The latest legal marketing case study for the Marvellous Marketing series at Legal Technology Insider:
With the legal news full of stories of woe about the demise of so many small law firms it is heartening to hear about success – such as growing from a part-time sole practitioner in 2005 to an award-winning £1m business employing 20 people. I talked to Katherine Rayden about her specialist family business in St Albans, Hertfordshire and how she adopted a structured campaign approach to marketing. www.raydensolicitors.co.uk
Early reliance on professional referrers
“I set up on my own in 2005 as a sole practitioner when my youngest child was nine months old. I worked two half days a week – and by the end of the year I had 25 clients and had increased to three days a week. After two years I took on an extra person and in 2011 another partner. It was a slow start – most of our work was referred by larger firms in London and we focused on doing a good job for the client. But as we became bigger we realised we had more mouths to feed and needed a more focused approach”.
Business awards and external marketing expertise
“While we nurtured London professional relationships we were neglecting the local market – clients were going to London firms and being referred back to us. We had no local presence. So we entered the Hertfordshire Chamber of Commerce awards and came second in 2011 for entrepreneur of the year. We noticed that some of the winners used a particular marketing consultant so we decided to get some external advice”.
Identifying our key strengths and the birth of a campaign
“We organised a half day strategy review where we realised that our unique selling proposition was that we were specialist family lawyers working in both London and St Albans. Someone gave us the cover page of Family Law Journal and we wanted to avoid the usual clichés about broken relationships. In the past we had sent holly bushes to our London referrers as a thank you and reminder and we decided to send them chilli plants with a message “Hot on family law”.

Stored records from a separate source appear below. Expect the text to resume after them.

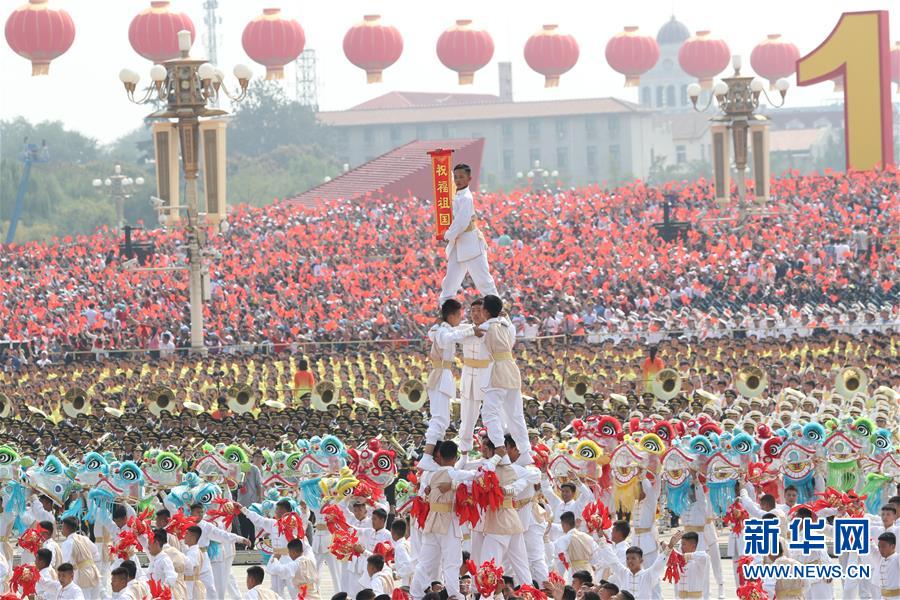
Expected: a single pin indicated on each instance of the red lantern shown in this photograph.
(465, 49)
(273, 41)
(632, 54)
(40, 34)
(774, 59)
(895, 65)
(551, 54)
(153, 33)
(704, 57)
(372, 46)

“The marketing consultant helped us devise a campaign that linked the chilli image and message with the web site. For example, we created an online quiz (http://raydensolicitors.co.uk/blog/hot-on-family-law/) to test whether readers were “Hot on family law” regarding six common myths. We invested time on internal communications to ensure all of our people talked to clients about our expertise in family law rather than just our location in St Albans with links in London. We employed another external expert to help us with blogging and social media – we are active on Facebook, LinkedIn, Twitter and Google+”.
“The consultant also helped us with our subsequent submission to the next Hertfordshire Chamber of Commerce awards. Our success – both awards for Marketing Campaign of the Year and Outstanding Personal Achievement – there meant we were automatically submitted to the regional and then the national British Chamber of Commerce awards which we won”.
Next phase of the campaign – and advertising
“We thought that most people would be wrong about the common law myth but it seems that the one about things being in my name was the one that caused most confusion. So the next campaign will focus on that issue with the message “don’t leave things to the roll of the dice” and that’s the gift we will send out to referrers next. Another award through FSB (Federation of Small Businesses) gave us a £10,000 advertising prize so we will experiment with dice, boat, jewellery and boxing glove images to extend the campaign”.
Impressive results
“In the last three years we have almost tripled in size. It has been exponential but organic growth. There has been a 53% increase in client referrals – and from new sources as well. The awards have added credibility and increased our profile nationally and locally as well as amongst an important business community. It even changed the perception of our own financial and professional advisers who now see us as a substantial and growing million pound business rather than mums earning pin money. After nine years we realised that we have to delegate some activity and that – even though there is a cost – we had to use external marketing expertise to integrate things into a coherent and effective campaign”.
Kim’s comment
Nurturing strong referrer relationships remains a good strategy for many firms. What I find interesting about Raydens is that its progress is almost the opposite to the usual way practices develop – they get strong locally and reach out to London and nationally, whereas for Raydens the local market development happened afterwards.
The core of much good marketing is to be clear about your market and your proposition. Raydens specialises in family law and concentrates in this area – although there has been a development of local as well as London and national markets.
The integration of all business development activity around a differentiated campaign theme – the chillis and hot on family law – through gifts to referrers, the web site, advertising, blogs and social media activity, internal communication and direct client contact provides a cohesive and sustained effort that won the Chamber of Commerce “Marketing campaign of the year”. This award resulted in further profile raising in existing and new markets.